Rueda escaleras abajo la cabeza de una momia egipcia. Sin meter mucho ruido, tamborilea un redoble mortecino cuando rebota en la moqueta que cubre los peldaños de madera. Va dejando manojos de pelo y dientes mientras cae suavemente hacia las cocinas del castillo de Highclere.
Lord Carnarvon, renqueante y asido a la barandilla, baja trastabillando, tan rápido como le permite su cojera y el wisky, persiguiendo la cocorota errante. Por fin se detiene contra una marmita que borbotea sobre las brasas, un caldo de verduras con tocino. El conde, iluminado repentinamente por una genial idea, la sumerge en el puchero, exclamando –¡por mis muertos! y se sienta a la mesa, con una botella que ha encontrado en la despensa, embobado en el hervor de la olla.

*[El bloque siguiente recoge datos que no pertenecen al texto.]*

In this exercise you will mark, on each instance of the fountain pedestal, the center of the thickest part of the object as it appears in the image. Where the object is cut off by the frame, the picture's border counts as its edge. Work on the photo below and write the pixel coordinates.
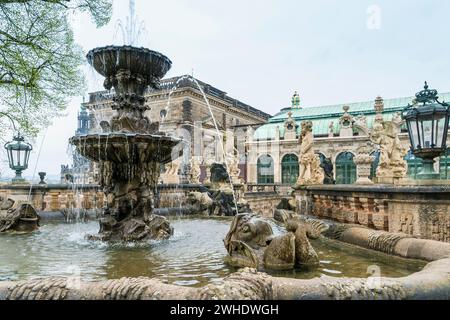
(130, 150)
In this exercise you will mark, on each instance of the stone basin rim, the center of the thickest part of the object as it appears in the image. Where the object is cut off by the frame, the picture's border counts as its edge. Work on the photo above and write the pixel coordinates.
(113, 135)
(432, 282)
(90, 54)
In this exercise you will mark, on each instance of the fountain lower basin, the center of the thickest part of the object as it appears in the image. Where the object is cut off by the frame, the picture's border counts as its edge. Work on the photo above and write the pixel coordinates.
(193, 257)
(126, 147)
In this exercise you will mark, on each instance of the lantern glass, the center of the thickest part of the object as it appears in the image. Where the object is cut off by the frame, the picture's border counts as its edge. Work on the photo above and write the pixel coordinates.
(18, 156)
(440, 128)
(414, 134)
(426, 127)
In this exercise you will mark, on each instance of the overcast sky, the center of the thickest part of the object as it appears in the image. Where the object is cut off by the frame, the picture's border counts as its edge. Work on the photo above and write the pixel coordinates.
(260, 52)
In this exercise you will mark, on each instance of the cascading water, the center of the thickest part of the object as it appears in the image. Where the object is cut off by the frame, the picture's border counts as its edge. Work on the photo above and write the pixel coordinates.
(133, 29)
(131, 148)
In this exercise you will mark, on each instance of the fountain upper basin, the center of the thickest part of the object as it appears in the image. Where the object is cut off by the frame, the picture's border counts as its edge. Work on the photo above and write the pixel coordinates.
(126, 147)
(109, 60)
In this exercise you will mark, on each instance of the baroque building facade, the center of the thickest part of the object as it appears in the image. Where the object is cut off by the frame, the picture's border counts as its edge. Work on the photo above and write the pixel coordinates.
(204, 116)
(341, 134)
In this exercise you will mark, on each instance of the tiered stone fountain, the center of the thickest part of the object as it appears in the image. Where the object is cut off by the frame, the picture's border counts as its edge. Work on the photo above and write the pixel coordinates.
(130, 149)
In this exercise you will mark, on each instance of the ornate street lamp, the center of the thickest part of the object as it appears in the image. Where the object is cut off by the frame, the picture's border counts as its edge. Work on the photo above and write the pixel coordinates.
(427, 120)
(18, 155)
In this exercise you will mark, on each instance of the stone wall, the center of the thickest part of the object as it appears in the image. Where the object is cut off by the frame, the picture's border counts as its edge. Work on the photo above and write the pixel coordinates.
(52, 198)
(420, 211)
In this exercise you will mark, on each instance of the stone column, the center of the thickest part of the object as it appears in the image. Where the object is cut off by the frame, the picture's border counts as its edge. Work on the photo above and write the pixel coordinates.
(363, 162)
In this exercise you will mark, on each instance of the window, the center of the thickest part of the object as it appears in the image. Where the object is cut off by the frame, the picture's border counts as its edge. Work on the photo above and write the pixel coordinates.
(414, 165)
(265, 170)
(345, 168)
(444, 165)
(374, 165)
(289, 169)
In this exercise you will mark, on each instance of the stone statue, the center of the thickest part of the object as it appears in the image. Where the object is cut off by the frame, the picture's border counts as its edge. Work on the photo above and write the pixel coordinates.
(220, 200)
(201, 201)
(392, 153)
(361, 120)
(17, 216)
(310, 170)
(194, 172)
(327, 166)
(363, 162)
(250, 242)
(222, 194)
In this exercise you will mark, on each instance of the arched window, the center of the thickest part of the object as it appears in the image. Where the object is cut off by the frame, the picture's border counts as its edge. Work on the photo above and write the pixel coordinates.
(289, 169)
(265, 169)
(414, 165)
(444, 166)
(374, 165)
(345, 168)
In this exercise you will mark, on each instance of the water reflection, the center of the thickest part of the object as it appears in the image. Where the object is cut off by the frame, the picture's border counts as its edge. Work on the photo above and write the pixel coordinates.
(193, 257)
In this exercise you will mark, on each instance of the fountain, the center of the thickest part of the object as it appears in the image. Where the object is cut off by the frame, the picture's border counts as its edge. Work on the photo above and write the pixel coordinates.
(130, 149)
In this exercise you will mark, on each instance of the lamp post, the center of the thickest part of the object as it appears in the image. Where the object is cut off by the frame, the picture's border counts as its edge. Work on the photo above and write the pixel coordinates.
(18, 155)
(427, 120)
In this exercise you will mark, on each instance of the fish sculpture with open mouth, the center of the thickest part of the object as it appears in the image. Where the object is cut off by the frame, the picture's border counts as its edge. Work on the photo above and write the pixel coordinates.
(251, 242)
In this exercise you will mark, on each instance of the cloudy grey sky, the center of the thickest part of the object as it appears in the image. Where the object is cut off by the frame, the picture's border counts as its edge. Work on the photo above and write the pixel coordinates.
(331, 51)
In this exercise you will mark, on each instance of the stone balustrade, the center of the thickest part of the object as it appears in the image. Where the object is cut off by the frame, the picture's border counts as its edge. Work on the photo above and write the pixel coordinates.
(419, 211)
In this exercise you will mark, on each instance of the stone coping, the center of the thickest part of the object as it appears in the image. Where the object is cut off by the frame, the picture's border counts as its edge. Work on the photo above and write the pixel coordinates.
(433, 282)
(377, 188)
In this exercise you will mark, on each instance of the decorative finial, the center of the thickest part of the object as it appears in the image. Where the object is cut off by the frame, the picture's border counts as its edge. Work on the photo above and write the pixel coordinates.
(379, 105)
(427, 95)
(296, 100)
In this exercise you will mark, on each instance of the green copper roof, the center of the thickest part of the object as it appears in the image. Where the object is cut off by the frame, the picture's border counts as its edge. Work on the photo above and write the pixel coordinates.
(321, 116)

Cuando vuelve la cocinera, lo encuentra adormecido y lo despierta con un carraspeo. Media botella se ha evaporado y el conde despacha a la intrusa con cajas destempladas. No quiere que nadie conozca el secreto de su receta.
En la cena, los lacayos sirven con cucharones de plata aquella pócima suculenta a los ilustres invitados. La fina vajilla de porcelana Wedgwood, es el reservorio de la maldición, a la luz titilante de los candelabros.